Imagine you're a boxer.
Your opponent walks to centre ring with his gloves by his side and his chin thrust firmly forward.
It's a properly sanctioned bout and the bell's gone.
You might be tempted to take a shot or two, mightn't you?
Not if you're Her Majesty's Loyal Opposition, you're not.
Resources Minister Martin Ferguson, the spirited author of a letter thoroughly bagging the centrepiece of his own government's position on the biggest issue of the day, was allowed to sit quietly in his corner for the 15 rounds that constituted Question Time yesterday.

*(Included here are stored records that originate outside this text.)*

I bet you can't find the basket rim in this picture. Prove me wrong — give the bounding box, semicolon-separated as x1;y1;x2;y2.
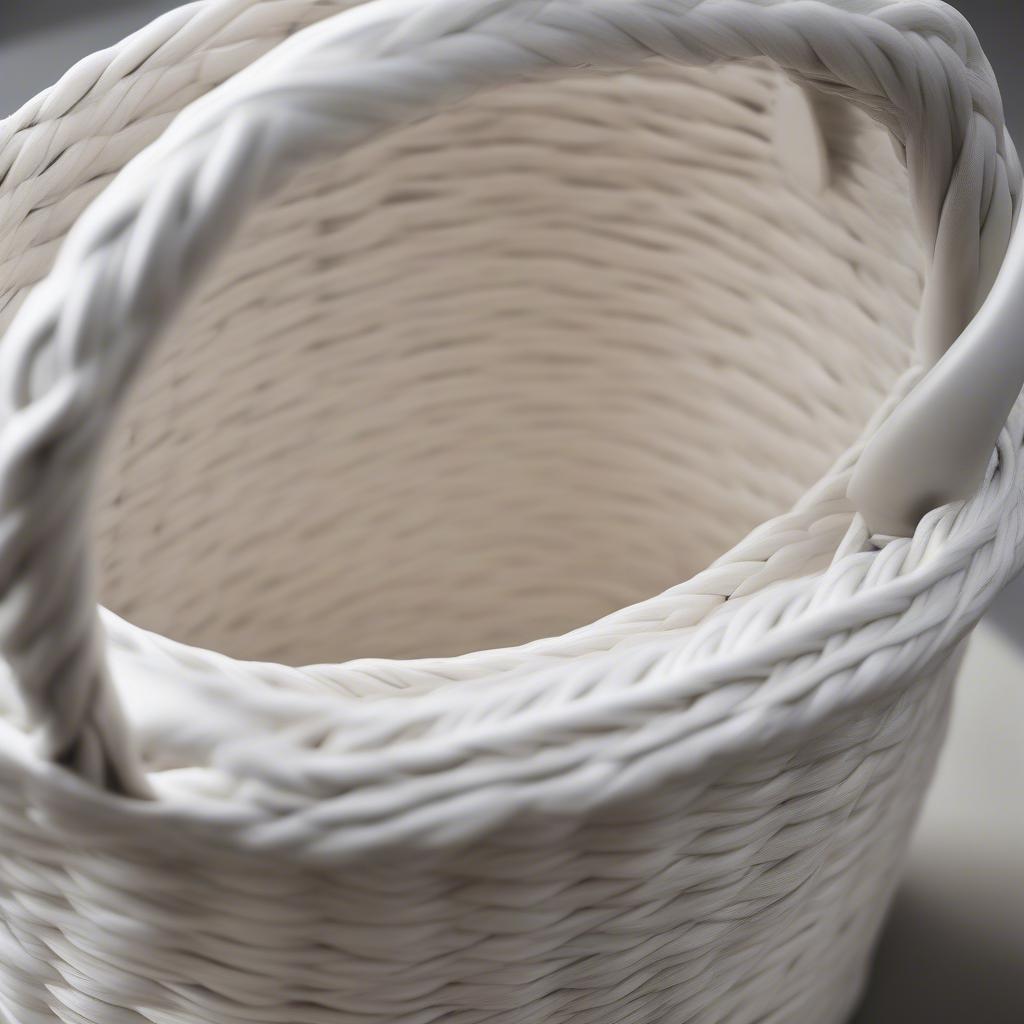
0;4;1024;831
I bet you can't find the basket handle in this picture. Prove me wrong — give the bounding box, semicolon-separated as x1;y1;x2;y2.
0;0;1024;795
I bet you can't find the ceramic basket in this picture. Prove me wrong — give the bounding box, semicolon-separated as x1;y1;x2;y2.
0;0;1024;1024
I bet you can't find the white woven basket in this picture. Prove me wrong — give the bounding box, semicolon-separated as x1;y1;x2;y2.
0;0;1024;1024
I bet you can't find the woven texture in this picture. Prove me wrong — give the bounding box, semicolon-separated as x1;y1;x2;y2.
0;0;1024;1024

True it was that the Opposition moved to censure the Government five questions shy of the allotted 20. And true it was that they used Ferguson's dynamite letter to their advantage in the debate on that censure, and in other questions, to Prime Minister Kevin Rudd.
But why wouldn't you make the elephant in the room lumber up to the dispatch box and quote his own letter at him?
Can the minister confirm that ''the biggest losers'' under his own government's FuelWatch scheme would, in his own words, ''again be working families in places like western Sydney?''
The Ferguson letter bears an eerie similarity to a question asked on Monday by Louise Markus, the Liberal Member for Greenway, western Sydney. ''Does the Prime Minister agree that, even if the arguments in favour of FuelWatch had some validity, working families such as those in western Sydney would receive the least benefit?''
While Brendan Nelson and Co might not have taken the most obvious shot, they landed plenty of scoring punches, with the Opposition Leader running a tightly structured censure motion. There were Rudd's pre-election promises on petrol prices; there was his refusal to cut fuel excise; his prevarication about the GST on excise; his adherence to the supposed effectiveness (a whole 2c a litre, at absolute best) of FuelWatch.
And then there was the killer one-two: Rudd's ''Adelaide declaration'' that he has already done all that was physically possible to help working families, and the stinging assessment, revealed in public, that at least one of his cabinet colleagues thinks his plan stinks.
Perhaps when the titleholder is losing rounds so comprehensively, you don't need to throw leather at the undercard.